Fig 2

A-C Mice were intravenously injected with 500 μg M. luteus PGN 24 hours, 6 hours or 1 hour before infection with 1x10⁶ S. aureus, or at the same time as S. aureus, or with S. aureus alone A Diagram of experimental protocol B liver CFUs, enumerated at 72 hpi (n = 7 per group, median value shown, Kruskal-Wallis test with Dunn’s post-test), *p<0.05 C Summary heat-map for augmenting ability of PGN added before S. aureus infection, showing significant changes in liver CFUs and weight change D-F Mice were intravenously injected with 500 μg M. luteus PGN 48 hours, 24 hours or 6 hours after infection with 1x10⁶ S. aureus, or at the same time as S. aureus, or with S. aureus alone D Diagram of experimental protocol E liver CFUs, enumerated at 72 hpi (n = 5 per group, median value shown, Kruskal-Wallis test with Dunn’s post-test) *p<0.05 F Summary heat-map for augmenting ability of PGN added after S. aureus infection, showing significant changes in liver CFUs and weight change G-K Zebrafish larvae injected with 400 CFU S. aureus, 5 ng of M. luteus PGN, or both.
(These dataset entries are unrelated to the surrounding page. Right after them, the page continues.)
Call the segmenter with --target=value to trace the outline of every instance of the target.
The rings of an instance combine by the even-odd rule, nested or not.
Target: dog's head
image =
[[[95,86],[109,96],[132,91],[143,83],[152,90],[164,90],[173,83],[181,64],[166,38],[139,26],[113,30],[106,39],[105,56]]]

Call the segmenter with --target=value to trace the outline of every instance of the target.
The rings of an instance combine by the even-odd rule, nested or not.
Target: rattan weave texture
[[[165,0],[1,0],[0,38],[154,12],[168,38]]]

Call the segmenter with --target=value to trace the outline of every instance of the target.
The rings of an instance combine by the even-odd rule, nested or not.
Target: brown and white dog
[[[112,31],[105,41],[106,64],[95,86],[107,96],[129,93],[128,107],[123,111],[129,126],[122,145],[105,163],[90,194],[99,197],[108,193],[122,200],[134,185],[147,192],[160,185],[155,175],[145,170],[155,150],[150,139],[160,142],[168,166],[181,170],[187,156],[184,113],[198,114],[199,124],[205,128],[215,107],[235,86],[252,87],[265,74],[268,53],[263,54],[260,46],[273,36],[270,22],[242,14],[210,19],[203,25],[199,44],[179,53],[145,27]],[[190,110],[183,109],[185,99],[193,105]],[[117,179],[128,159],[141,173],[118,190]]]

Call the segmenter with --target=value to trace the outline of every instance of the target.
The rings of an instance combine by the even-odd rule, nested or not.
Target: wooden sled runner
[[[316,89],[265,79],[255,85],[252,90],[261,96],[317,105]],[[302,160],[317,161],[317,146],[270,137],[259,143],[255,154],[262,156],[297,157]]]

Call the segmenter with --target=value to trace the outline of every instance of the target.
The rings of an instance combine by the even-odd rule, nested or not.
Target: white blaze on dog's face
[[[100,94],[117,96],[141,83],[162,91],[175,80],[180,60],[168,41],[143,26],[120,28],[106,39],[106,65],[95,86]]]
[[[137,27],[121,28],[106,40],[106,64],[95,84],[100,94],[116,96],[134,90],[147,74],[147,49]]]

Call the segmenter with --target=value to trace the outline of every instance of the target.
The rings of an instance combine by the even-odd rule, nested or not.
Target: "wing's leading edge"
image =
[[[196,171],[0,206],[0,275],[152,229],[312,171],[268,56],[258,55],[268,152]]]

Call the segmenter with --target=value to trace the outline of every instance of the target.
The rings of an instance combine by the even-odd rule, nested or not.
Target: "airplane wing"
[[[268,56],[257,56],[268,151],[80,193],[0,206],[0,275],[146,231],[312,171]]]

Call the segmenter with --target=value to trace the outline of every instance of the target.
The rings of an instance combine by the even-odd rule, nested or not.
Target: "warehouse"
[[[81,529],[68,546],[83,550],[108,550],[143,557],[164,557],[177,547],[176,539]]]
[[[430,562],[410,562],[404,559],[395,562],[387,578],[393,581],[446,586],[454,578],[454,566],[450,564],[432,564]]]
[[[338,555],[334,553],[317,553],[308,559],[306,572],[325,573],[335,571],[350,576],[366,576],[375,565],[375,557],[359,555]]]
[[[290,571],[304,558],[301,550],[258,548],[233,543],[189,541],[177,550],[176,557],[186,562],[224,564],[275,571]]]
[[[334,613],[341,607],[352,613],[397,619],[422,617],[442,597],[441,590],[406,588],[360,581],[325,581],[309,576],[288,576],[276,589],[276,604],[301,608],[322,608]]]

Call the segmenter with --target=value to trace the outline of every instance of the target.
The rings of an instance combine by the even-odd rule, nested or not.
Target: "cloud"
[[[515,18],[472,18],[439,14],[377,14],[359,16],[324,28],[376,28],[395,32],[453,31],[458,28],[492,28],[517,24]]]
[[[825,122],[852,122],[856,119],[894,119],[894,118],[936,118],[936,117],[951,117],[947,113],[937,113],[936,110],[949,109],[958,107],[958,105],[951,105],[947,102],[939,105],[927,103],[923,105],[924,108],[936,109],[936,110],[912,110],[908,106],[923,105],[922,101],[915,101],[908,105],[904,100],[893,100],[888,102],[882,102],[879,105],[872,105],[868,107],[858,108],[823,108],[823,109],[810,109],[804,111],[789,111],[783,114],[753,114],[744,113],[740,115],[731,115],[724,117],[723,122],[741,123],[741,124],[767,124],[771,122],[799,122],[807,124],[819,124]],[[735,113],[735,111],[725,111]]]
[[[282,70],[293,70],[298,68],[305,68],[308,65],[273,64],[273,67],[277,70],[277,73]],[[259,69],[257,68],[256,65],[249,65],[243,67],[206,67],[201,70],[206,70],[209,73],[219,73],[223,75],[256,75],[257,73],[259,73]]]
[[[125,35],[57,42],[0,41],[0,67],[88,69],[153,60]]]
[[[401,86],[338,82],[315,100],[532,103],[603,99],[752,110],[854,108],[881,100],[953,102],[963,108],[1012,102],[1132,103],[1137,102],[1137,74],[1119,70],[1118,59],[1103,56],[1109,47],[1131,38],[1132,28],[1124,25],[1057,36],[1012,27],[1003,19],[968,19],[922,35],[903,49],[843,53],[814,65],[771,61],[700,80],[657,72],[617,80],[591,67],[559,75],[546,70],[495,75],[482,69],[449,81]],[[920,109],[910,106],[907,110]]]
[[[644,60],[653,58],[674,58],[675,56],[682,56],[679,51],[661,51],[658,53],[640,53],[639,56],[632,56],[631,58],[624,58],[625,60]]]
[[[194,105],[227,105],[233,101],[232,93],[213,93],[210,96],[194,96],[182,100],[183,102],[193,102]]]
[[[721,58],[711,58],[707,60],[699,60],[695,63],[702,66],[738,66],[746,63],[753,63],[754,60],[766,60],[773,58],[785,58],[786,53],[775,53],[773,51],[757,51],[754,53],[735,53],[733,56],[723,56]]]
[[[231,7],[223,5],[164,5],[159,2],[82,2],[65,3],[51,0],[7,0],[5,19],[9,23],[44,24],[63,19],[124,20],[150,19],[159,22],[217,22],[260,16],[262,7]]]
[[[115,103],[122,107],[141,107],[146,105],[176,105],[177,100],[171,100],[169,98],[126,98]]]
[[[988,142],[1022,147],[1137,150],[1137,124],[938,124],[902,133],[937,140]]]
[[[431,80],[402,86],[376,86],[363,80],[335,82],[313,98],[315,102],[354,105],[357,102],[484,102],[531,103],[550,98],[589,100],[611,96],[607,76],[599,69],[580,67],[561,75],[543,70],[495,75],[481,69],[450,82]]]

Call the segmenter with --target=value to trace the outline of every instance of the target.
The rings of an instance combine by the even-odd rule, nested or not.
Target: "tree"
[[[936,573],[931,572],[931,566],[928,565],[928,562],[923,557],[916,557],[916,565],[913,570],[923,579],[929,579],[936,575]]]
The larvae have fluorescent macrophages (red) and were injected with fluorescent S. aureus (green) and/or fluorescently labelled M. luteus PGN (blue) G-I Images of infected larvae at 2 hpi showing macrophages containing S. aureus, scale 6.9 μm, greyscale insets depict location of fluorescence signal within the hatched box of the main image, for ease of visualisation (G), M. luteus peptidoglycan scale 6.9 μm (H), or both scale 10 μm (I), J Area of macrophage taken up by S. aureus at 2 hpi (n = 3, 14–21 larvae per group, unpaired t-test) K Area of macrophage taken up by M. luteus PGN at 2hpi (n = 3, 11–21 larvae per group, two-tailed unpaired t-test, ***p<0.0004).